I prefer homemade water infusions, but understand that sometimes people are looking for packaged options when out-and-about or if they've forgotten to make it themselves, so Hint Water and Ayala's Herbal Water (available at your local grocer or online) is a packaged option made with some fruit and/or herbs and natural flavors. She could alternatively/also try tea - hot or iced (no sweeteners added) - making sure it's decaf or herbal for a low-no caffeine option.
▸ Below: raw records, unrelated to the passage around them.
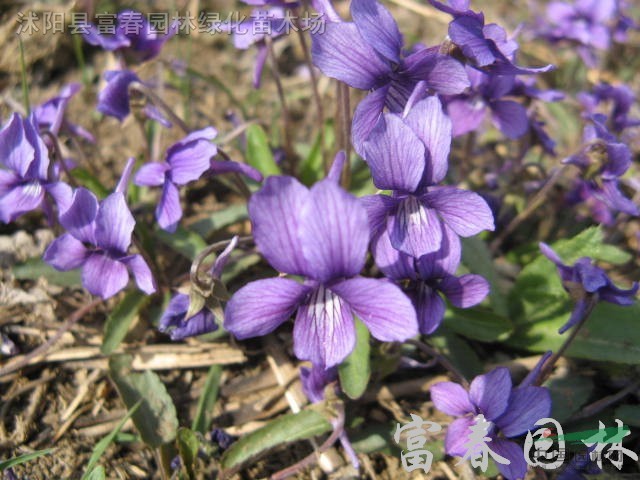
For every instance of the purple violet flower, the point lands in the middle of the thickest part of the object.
(185, 162)
(585, 22)
(132, 35)
(511, 412)
(321, 234)
(486, 46)
(408, 155)
(26, 175)
(367, 54)
(587, 283)
(602, 161)
(97, 239)
(51, 114)
(430, 277)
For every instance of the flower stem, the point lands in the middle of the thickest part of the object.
(550, 363)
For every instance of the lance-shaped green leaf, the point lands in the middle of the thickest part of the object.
(27, 457)
(188, 446)
(355, 371)
(279, 432)
(156, 418)
(102, 445)
(118, 323)
(259, 154)
(207, 400)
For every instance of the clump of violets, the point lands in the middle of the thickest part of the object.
(133, 37)
(367, 54)
(602, 160)
(587, 284)
(408, 155)
(431, 277)
(28, 179)
(510, 412)
(97, 240)
(186, 161)
(322, 235)
(590, 24)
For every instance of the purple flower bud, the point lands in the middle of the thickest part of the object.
(587, 283)
(510, 412)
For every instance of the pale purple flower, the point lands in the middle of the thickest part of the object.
(50, 115)
(486, 96)
(587, 283)
(511, 411)
(97, 240)
(585, 22)
(367, 54)
(430, 278)
(602, 161)
(26, 174)
(321, 234)
(186, 161)
(408, 155)
(133, 36)
(487, 47)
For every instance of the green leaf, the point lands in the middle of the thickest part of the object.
(183, 241)
(156, 418)
(27, 457)
(104, 443)
(259, 154)
(356, 369)
(35, 268)
(477, 258)
(207, 400)
(279, 432)
(118, 323)
(223, 218)
(568, 395)
(188, 446)
(611, 334)
(478, 324)
(629, 414)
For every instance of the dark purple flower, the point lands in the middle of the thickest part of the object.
(97, 239)
(602, 160)
(132, 35)
(467, 111)
(486, 46)
(621, 98)
(185, 162)
(51, 114)
(511, 412)
(585, 22)
(427, 279)
(321, 234)
(587, 283)
(26, 175)
(367, 54)
(408, 155)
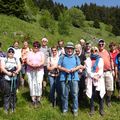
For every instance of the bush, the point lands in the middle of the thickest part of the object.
(64, 23)
(77, 17)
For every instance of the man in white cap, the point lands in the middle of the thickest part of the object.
(68, 65)
(108, 70)
(47, 52)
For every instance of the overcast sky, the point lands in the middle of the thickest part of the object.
(70, 3)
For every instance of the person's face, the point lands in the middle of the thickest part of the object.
(77, 51)
(94, 52)
(44, 43)
(10, 53)
(16, 45)
(112, 47)
(61, 44)
(54, 51)
(88, 47)
(82, 43)
(69, 51)
(36, 49)
(101, 45)
(25, 44)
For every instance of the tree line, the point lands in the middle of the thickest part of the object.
(107, 15)
(51, 11)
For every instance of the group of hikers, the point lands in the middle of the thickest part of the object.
(76, 69)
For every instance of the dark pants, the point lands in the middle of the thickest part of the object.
(96, 93)
(9, 96)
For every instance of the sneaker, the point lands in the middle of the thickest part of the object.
(75, 114)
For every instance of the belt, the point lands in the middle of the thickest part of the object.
(107, 70)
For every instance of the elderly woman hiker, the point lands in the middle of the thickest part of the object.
(11, 67)
(95, 81)
(35, 72)
(53, 75)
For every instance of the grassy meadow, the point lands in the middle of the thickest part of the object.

If that doesn't work well, there are Sweet Drops, which are water flavor-boosters made with stevia -- a sweetener derived from a real plant (not a sweetener chemically synthesized in a different type of "plant"). As with all sweeteners (artificial or otherwise), these calorie-free extracts or powders are inherently sweeter than sugar so too much may impede her ability to taste the natural sweetness of things like fruit or some vegetables (sweet potatoes, tomatoes, etc.). Nonetheless, I am okay with someone using these occasionally as they transition from a heavy sugar-laden drink to water or if they're sipping on these as a treat.
Drinks like coconut water, non-dairy milks, etc. will provide fluids and hydration but also carbs. I want to emphasize that this is not "bad" by any means...just something to just keep in mind if she is using an insulin pump. Remember, avoidance of carbohydrates is not necessary for someone with diabetes; it's important to get consistency in carbs at meals/snacks especially if also on long-acting insulin.
I hope this helps you help your friend, Alan! Thanks so much for asking the question.